Que va-t-il arriver si mon employeur n'est pas d'accord avec la décision du Tribunal administratif du travail ?

Généralement, la décision de la Tribunal administratif du travail est finale et sans appel. Votre employeur pourra toutefois la contester en Cour supérieure, s'il peut démontrer, par exemple, que le Tribunal n'avait pas le droit d'entendre la cause ou qu'il a excédé ses pouvoirs.

Toutefois, si votre employeur refuse de respecter la décision du Tribunal administratif du travail, vous pouvez déposer une copie officielle de la décision au greffe de la Cour supérieure du district où est situé votre employeur. Ceci permettra que la décision devienne susceptible d'exécution forcée. À la suite de ce dépôt, si l'employeur refuse toujours de s'exécuter, il sera passible d'une amende pour chaque jour de retard.

De plus, dans le cas où le Tribunal aurait ordonné à votre employeur de vous payer une indemnité, vous pourriez, à la suite du dépôt de la copie de la décision au greffe, entreprendre des procédures d'exécution forcée.

Mon employeur me congédie parce que je suis arrivé en retard ce matin.
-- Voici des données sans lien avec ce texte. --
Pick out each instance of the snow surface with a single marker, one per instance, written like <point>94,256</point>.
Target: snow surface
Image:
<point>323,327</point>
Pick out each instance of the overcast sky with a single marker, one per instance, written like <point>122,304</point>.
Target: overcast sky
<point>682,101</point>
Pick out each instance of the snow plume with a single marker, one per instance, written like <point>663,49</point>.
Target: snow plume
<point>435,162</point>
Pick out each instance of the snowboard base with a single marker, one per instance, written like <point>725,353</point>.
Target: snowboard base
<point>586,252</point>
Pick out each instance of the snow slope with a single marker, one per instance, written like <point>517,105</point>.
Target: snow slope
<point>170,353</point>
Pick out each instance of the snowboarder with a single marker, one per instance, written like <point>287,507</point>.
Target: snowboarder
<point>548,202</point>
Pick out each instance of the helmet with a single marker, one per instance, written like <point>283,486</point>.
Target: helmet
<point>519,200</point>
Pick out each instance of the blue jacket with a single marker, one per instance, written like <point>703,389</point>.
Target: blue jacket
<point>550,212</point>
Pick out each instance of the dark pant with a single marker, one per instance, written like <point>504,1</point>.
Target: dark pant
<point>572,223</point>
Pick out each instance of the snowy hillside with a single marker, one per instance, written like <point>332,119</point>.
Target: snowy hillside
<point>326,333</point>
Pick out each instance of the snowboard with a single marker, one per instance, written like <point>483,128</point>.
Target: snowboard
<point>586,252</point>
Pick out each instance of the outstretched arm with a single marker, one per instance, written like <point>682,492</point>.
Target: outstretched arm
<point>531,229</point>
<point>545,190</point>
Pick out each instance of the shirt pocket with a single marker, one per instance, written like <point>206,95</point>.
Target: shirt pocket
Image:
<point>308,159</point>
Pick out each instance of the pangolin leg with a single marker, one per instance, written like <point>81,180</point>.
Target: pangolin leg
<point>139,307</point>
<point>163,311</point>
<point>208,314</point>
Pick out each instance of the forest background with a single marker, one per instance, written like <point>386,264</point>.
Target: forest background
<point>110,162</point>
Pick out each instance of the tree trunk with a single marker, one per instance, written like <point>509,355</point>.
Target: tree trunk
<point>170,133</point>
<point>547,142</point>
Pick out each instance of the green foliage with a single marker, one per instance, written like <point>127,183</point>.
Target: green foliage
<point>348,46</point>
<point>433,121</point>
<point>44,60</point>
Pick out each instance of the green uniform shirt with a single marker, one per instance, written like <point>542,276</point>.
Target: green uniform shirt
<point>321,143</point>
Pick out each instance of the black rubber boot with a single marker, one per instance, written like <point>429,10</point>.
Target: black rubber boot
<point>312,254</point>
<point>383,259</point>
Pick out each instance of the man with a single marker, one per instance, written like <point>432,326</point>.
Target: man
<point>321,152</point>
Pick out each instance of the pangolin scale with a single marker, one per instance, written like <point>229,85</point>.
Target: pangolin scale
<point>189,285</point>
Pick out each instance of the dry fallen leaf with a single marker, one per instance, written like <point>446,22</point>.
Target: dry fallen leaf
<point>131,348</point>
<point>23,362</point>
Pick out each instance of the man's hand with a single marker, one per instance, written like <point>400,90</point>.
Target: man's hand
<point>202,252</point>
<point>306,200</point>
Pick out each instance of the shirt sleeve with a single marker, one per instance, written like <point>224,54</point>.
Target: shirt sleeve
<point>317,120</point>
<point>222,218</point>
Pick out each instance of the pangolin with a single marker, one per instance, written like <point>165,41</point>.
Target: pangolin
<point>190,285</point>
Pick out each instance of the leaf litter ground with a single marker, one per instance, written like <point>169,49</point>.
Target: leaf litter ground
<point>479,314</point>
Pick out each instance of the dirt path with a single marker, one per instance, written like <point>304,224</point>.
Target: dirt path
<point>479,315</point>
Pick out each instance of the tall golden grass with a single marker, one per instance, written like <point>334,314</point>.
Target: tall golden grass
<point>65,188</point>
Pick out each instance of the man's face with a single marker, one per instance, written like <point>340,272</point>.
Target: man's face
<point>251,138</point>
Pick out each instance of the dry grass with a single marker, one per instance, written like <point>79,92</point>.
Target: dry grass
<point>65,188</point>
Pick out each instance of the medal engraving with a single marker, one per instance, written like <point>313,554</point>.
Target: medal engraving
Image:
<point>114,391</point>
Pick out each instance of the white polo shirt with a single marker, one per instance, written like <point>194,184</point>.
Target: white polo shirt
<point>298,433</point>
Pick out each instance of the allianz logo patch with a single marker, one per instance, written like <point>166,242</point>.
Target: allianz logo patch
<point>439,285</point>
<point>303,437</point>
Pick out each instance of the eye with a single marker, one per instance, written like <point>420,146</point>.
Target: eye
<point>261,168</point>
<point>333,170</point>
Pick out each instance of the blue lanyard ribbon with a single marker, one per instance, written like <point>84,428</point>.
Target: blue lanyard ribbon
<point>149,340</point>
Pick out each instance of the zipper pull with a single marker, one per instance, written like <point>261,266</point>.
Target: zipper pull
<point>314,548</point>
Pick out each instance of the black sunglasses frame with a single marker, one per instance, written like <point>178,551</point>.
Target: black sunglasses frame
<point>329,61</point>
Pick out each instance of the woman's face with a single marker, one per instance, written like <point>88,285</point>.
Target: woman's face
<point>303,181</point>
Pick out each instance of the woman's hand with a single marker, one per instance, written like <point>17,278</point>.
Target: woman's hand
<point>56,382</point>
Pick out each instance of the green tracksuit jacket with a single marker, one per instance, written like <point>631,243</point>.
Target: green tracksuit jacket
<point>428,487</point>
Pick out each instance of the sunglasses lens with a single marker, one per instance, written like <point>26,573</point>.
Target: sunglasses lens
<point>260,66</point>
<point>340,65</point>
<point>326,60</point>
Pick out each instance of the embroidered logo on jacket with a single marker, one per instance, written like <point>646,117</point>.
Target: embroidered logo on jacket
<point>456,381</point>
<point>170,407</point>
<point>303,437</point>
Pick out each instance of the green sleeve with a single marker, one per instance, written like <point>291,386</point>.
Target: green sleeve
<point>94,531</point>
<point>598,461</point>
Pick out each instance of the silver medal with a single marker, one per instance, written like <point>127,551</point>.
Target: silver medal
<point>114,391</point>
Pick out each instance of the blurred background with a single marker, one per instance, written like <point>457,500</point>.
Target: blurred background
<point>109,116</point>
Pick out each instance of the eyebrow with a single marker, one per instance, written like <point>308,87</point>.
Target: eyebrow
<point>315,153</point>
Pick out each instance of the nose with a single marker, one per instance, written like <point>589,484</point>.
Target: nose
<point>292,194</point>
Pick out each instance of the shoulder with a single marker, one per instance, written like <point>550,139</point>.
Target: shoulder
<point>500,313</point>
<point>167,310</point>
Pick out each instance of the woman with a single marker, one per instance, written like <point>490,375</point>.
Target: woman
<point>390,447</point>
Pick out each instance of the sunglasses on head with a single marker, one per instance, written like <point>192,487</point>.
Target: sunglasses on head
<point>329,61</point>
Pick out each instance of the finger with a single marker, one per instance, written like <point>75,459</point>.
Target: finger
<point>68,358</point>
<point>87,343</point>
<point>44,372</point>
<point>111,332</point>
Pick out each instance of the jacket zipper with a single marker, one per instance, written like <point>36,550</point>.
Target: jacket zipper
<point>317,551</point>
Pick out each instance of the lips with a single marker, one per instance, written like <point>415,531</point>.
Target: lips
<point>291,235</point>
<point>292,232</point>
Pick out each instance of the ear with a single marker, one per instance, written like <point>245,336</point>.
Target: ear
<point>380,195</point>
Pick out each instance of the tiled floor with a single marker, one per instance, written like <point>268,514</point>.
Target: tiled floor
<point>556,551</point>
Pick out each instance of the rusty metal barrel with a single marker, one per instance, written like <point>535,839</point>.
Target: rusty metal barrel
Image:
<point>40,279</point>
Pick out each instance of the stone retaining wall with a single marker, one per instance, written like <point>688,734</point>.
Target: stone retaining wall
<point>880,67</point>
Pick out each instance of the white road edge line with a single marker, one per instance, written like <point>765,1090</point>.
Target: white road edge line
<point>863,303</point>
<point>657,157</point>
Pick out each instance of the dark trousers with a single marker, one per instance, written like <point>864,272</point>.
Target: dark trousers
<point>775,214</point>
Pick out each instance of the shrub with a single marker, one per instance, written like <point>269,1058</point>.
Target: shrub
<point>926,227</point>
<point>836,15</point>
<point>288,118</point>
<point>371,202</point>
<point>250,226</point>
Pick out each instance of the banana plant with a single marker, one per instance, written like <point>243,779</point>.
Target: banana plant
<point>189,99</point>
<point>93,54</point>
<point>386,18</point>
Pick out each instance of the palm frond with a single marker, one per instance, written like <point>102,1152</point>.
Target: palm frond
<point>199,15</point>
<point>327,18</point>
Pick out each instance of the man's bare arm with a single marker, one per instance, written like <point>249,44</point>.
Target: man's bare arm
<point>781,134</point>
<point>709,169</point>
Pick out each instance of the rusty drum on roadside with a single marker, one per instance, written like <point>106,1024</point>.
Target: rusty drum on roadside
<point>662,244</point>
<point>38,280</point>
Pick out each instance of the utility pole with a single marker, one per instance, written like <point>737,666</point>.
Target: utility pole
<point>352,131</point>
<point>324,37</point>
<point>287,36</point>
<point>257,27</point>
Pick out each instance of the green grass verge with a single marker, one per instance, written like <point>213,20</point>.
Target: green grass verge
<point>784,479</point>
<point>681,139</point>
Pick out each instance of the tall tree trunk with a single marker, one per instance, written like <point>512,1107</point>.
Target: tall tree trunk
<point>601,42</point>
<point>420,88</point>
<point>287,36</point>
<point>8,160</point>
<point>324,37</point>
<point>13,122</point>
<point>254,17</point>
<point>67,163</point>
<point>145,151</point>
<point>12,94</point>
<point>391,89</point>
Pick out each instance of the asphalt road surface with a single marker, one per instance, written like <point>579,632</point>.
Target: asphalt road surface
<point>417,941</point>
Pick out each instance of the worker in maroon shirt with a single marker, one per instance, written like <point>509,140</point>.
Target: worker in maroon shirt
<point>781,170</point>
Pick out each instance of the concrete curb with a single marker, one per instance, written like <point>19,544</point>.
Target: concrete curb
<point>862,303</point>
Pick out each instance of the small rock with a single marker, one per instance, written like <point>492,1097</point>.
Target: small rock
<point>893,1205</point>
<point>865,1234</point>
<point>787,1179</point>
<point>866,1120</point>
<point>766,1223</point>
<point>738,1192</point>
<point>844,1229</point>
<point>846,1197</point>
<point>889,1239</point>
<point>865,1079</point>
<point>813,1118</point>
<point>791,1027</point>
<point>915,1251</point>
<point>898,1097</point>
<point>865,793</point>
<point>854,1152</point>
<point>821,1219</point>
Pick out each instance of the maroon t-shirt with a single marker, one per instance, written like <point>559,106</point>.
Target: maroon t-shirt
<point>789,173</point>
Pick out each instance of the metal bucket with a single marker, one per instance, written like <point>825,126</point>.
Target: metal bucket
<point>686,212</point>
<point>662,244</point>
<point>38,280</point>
C'était la première fois en quatre ans. Ai-je un recours ?

Si vous travaillez depuis au moins deux ans pour votre employeur, il ne peut vous congédier que pour une cause juste et suffisante, par exemple la malhonnêteté, l'incompétence, l'insubordination, etc.

Si vous êtes congédié sans cause juste et suffisante, vous pouvez déposer une plainte écrite à la CNESST dans un délai de 45 jours de votre congédiement.

Pour plus d'information, consultez le site de la CNESST au sujet du congédiement sans cause juste et suffisante

Est-ce qu'on peut exercer en même temps un recours pour pratiques interdites et un recours pour congédiement sans cause juste et suffisante?

Dans certains cas, il est possible d'utiliser les deux recours, puisqu'ils n'ont pas le même but. Voici un exemple où la personne pourrait utiliser les deux recours : Dany a porté plainte à la CNESST parce que son employeur refusait de lui payer ses heures supplémentaires. Son employeur n'a pas apprécié et l'a congédié. Dany peut exercer deux recours à l'encontre de son employeur, soit :

  • un recours pour pratique interdite, comme nous venons de le voir dans cet article, puisqu'on peut penser que Dany a été congédié pour avoir exercé un droit prévu par la Loi sur les normes du travail;
  • un recours pour congédiement sans cause juste et suffisante, à condition qu'il remplisse toutes les conditions nécessaires. Pour en savoir plus, consultez le site de la CNESST au sujet du congédiement sans cause juste et suffisante.

Important !
Cet article explique de façon générale le droit en vigueur au Québec et n’est pas un avis ou un conseil juridique. Pour connaître les règles particulières à votre situation, consultez un avocat ou un notaire.